When I was a kid, the Coca-Cola Company introduced a catchy jingle that caught my attention. This is amazing because I apparently had the attention span of a gnat. It became my favorite song to sing. The lyrics, “I’d like to teach the world to sing in perfect harmony,” thrilled me. I loved seeing the faces of people from all over the world and hearing them sing together. Who knew that one day I would travel the world working with singers? Even at such a young age, uniting the world through singing resonated with me. If you’re not familiar with the commercial, Coca-Cola has remastered it and you will find it here. The Hillside Singers released a single and it became a hit.
Speaking of Coke, you realize that we Southerners call all carbonated soft drinks Coke, right? Note: Add at least a couple more vowels to each word below for authentic pronunciation.
Mini-Me: I want a Coke, please.
Server: What kind can I get you, honey?
Server: Okay, sweetie. If you need anything else, just holler!

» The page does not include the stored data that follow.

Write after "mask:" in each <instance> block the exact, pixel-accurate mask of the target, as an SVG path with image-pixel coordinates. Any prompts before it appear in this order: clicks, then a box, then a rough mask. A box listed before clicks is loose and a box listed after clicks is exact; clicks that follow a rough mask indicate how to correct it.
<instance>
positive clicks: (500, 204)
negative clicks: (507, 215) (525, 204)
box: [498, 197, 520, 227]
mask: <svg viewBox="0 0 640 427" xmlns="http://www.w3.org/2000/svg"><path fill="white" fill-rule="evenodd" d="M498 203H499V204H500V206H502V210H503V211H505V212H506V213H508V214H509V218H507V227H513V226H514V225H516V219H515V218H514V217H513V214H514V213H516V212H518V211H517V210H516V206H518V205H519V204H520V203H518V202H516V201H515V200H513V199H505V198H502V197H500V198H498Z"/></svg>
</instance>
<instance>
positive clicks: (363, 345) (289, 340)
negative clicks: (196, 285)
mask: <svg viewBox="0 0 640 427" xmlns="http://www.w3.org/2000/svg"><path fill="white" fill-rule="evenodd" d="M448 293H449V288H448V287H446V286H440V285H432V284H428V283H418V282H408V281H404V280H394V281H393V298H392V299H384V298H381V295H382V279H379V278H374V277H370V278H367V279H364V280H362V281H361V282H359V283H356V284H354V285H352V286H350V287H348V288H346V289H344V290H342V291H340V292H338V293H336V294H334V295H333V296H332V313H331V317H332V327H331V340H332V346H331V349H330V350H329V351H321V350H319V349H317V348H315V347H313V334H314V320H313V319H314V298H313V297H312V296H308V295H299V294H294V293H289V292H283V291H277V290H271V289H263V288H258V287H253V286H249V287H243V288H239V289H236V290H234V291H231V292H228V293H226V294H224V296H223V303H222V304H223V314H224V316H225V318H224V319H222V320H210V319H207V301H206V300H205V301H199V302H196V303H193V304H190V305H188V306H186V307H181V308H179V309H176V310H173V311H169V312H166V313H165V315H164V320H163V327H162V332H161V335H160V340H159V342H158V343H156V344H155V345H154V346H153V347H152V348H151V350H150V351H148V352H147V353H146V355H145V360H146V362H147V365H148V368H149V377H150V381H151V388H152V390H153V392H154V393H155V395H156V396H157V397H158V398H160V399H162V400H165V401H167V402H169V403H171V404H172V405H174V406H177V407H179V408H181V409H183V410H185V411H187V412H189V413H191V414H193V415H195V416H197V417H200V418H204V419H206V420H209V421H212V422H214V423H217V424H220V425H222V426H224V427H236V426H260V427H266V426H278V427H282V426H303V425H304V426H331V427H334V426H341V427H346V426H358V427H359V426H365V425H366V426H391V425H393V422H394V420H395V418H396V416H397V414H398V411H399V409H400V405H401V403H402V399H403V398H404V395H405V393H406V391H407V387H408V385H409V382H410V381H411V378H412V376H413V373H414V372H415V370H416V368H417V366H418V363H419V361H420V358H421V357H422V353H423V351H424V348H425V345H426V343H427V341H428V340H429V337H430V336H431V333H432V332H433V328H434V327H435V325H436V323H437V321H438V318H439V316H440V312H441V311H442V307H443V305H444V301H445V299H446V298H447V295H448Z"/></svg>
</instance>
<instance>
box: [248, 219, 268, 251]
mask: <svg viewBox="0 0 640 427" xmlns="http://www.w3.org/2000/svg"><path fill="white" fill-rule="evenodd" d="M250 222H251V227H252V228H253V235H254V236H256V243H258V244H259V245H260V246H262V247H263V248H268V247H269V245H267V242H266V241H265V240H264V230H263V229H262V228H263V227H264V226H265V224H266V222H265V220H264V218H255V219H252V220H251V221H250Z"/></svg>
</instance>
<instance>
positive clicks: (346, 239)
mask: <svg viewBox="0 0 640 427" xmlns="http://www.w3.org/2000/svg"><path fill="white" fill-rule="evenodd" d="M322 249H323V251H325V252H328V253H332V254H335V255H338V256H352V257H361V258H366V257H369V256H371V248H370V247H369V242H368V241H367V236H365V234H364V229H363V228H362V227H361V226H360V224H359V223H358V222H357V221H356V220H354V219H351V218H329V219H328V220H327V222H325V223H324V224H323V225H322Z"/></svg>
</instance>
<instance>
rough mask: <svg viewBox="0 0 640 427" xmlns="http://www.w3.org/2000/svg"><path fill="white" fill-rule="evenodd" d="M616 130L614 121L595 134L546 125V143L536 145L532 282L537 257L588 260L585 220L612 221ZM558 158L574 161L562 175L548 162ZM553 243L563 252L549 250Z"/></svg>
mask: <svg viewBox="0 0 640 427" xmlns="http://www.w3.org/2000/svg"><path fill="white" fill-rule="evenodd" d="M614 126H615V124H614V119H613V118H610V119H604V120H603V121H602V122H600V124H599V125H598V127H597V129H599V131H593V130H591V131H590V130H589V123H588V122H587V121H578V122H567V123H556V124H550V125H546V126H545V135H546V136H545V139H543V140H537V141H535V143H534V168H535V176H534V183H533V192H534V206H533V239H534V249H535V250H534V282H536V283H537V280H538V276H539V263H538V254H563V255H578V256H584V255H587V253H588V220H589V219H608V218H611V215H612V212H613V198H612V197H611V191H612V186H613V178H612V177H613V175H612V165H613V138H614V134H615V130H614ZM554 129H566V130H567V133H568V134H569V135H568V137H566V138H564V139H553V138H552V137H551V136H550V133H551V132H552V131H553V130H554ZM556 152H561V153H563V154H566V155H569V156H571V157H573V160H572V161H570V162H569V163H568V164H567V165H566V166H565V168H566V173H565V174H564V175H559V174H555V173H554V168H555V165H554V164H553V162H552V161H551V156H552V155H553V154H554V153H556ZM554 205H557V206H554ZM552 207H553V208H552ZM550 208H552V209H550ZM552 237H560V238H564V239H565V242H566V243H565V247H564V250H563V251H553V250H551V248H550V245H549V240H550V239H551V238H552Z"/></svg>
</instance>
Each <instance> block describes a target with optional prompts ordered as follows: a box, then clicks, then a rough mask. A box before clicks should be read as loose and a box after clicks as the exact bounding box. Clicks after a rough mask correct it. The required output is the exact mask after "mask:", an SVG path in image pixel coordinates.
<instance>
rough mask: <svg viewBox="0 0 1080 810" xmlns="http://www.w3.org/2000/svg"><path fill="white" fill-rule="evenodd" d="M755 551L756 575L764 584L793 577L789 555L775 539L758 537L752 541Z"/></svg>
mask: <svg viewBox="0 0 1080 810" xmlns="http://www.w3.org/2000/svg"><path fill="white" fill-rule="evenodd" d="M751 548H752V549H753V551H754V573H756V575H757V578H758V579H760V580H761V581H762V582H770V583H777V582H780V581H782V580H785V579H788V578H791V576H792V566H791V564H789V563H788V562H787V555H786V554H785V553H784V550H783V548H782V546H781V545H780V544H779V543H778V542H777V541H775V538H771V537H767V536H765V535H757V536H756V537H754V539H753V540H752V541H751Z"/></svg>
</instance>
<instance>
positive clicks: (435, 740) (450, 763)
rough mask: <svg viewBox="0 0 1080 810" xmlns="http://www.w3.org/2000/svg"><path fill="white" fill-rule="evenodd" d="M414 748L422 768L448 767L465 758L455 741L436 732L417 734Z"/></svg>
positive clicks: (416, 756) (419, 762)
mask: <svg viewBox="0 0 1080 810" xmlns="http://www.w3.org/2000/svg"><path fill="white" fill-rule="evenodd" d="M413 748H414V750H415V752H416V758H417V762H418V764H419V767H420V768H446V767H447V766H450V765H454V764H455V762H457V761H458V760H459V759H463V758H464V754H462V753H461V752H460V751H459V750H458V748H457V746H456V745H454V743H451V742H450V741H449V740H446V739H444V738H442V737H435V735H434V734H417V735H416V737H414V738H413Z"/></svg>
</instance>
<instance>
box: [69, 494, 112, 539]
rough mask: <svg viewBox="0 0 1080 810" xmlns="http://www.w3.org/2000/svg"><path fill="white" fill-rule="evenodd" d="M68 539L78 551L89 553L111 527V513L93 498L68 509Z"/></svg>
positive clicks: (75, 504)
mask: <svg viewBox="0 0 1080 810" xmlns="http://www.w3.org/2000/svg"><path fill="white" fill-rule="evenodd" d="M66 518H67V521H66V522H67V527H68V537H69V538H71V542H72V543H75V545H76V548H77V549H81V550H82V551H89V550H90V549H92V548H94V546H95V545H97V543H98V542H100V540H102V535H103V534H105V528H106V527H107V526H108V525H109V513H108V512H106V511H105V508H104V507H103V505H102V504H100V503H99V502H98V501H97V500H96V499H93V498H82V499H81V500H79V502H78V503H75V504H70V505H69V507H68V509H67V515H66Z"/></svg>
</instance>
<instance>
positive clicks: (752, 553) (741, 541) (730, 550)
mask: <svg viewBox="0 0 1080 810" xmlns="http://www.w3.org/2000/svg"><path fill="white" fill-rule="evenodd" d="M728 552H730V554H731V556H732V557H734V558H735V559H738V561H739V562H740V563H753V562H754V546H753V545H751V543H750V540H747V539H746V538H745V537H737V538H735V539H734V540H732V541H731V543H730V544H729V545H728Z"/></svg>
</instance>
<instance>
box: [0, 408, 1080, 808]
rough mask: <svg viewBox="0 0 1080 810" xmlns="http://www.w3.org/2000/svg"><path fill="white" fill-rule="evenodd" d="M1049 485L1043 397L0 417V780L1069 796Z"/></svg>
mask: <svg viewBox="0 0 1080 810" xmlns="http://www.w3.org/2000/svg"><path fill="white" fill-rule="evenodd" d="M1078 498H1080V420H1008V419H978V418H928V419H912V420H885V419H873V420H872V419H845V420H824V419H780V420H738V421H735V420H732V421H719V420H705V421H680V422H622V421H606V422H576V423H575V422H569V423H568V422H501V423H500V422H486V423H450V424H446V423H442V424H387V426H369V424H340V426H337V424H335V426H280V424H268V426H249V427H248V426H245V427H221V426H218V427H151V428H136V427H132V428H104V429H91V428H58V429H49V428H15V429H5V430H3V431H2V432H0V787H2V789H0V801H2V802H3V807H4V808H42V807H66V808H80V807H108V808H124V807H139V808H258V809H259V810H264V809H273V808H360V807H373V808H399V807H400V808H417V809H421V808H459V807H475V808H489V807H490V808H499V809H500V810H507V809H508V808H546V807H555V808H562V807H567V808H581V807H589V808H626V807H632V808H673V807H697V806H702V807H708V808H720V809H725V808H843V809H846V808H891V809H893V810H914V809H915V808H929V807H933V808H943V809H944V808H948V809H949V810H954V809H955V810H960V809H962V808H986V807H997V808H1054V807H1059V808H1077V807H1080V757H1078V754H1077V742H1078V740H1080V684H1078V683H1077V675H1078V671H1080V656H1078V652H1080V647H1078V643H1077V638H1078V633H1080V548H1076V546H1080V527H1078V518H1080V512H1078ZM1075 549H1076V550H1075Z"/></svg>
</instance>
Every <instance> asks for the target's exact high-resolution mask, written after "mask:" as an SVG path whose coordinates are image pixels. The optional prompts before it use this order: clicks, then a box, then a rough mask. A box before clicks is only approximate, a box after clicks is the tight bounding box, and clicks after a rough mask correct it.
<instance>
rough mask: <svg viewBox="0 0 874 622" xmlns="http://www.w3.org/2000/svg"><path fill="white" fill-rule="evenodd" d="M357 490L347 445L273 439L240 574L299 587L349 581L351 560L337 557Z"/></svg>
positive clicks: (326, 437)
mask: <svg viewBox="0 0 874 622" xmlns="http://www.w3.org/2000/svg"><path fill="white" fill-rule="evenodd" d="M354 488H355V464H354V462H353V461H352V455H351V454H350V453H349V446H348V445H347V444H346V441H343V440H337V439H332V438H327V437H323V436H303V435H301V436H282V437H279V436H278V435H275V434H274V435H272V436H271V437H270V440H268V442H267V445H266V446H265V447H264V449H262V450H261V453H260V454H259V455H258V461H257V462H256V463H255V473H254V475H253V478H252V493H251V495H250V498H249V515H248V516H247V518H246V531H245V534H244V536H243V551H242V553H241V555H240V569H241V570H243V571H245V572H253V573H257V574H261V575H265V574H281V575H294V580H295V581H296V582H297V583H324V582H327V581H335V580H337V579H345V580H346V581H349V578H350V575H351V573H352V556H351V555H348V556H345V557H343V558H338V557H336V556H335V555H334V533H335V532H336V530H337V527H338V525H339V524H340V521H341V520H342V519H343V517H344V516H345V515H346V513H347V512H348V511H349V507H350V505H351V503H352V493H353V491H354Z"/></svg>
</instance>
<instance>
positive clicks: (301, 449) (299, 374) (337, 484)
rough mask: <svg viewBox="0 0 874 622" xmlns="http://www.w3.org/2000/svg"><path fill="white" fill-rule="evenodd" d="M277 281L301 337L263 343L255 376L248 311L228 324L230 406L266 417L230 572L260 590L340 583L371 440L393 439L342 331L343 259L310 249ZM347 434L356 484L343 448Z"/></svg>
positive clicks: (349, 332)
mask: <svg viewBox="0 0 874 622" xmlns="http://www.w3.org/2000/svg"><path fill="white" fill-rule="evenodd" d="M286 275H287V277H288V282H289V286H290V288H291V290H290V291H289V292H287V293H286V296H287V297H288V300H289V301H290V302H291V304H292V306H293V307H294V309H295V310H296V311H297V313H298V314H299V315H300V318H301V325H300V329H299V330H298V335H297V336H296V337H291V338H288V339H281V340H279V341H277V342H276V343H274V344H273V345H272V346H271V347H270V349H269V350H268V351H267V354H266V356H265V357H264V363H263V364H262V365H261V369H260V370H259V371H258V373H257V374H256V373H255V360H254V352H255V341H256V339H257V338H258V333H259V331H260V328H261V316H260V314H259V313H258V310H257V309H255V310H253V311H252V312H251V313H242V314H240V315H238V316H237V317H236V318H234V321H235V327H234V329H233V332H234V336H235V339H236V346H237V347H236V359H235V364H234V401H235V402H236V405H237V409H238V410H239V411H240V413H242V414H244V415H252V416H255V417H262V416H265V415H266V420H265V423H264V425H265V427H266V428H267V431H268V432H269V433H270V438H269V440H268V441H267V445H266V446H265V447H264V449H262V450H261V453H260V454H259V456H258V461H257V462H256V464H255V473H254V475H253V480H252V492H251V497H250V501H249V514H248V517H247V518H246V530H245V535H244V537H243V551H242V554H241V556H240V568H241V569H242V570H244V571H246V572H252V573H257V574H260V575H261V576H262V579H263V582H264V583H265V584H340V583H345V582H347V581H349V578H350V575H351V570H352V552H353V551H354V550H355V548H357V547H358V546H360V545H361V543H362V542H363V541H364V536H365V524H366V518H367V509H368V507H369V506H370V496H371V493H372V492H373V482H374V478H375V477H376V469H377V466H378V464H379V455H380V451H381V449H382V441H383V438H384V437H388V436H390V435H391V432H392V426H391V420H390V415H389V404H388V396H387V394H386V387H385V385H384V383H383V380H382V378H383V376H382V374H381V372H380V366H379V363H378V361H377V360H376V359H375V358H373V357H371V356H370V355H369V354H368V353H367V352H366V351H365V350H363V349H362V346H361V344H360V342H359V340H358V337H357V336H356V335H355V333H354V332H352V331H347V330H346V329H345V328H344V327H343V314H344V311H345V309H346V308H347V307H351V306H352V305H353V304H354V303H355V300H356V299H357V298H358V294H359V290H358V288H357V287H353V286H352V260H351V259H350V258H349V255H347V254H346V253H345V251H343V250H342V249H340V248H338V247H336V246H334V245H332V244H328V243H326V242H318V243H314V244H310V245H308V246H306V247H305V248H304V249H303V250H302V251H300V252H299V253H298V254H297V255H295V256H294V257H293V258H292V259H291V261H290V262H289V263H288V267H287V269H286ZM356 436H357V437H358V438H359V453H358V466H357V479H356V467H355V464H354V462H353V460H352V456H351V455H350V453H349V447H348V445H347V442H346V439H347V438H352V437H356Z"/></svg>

It took me years to shake that habit. My friends at Westminster called soft drinks pop, except with the brightest ah vowel imaginable. I once accidentally ordered drugs instead of a Coke at a restaurant in Spoleto, Italy. Fortunately, il cameriere (the waiter) had a laugh and brought me a cola instead. However, I digress. I still have the attention span of a gnat.
I’ve spent much of my life on the other side of the baton. The evolution from singer to conductor was a natural one for me. The conducting bug officially bit me at Westminster. I could imagine pursuing nothing else. Because of my love of singing, I initially considered a dual degree in Vocal Pedagogy and Choral Conducting for my master’s. It quickly became clear to me that making music with ensembles was more exciting than studio teaching. This is not shocking. I’m a Leo and we like to be the center of attention. Imagine how crushed I was once I discovered that most musicians don’t even watch the conductor.
Perhaps instead of merely watching, we need to connect. This connection with the ensemble and the beauty of sound and spirit released into the world, changing the performers and audience members for the better, is miraculous to me. We truly become one voice. In fact, a study in Sweden suggests that our heartbeats synchronize when we sing together. I’m awestruck by the beauty we can create when we work together. Call me crazy, but let’s serve up more of this, please.
As the conductor, we are the first to receive the collective sound and it can sometimes be spiritually and emotionally overwhelming. Yes, there are times the sound is unholy, but it’s beautiful most of the time. If we are vulnerable to the music and to one another, amazing artistry will result. I also find it striking that, as performing artists, we are both the artists and the art at the same time. In a nutshell, conducting is awesome!
How wonderful the world would be if we could learn to “sing in perfect harmony.” The lyrics to the jingle that inspired me as a kid have stayed with me throughout my life. In fact, it was the inspiration behind the name Choral Planet, a utopia where the entire planet sings.
What inspires you most as a conductor?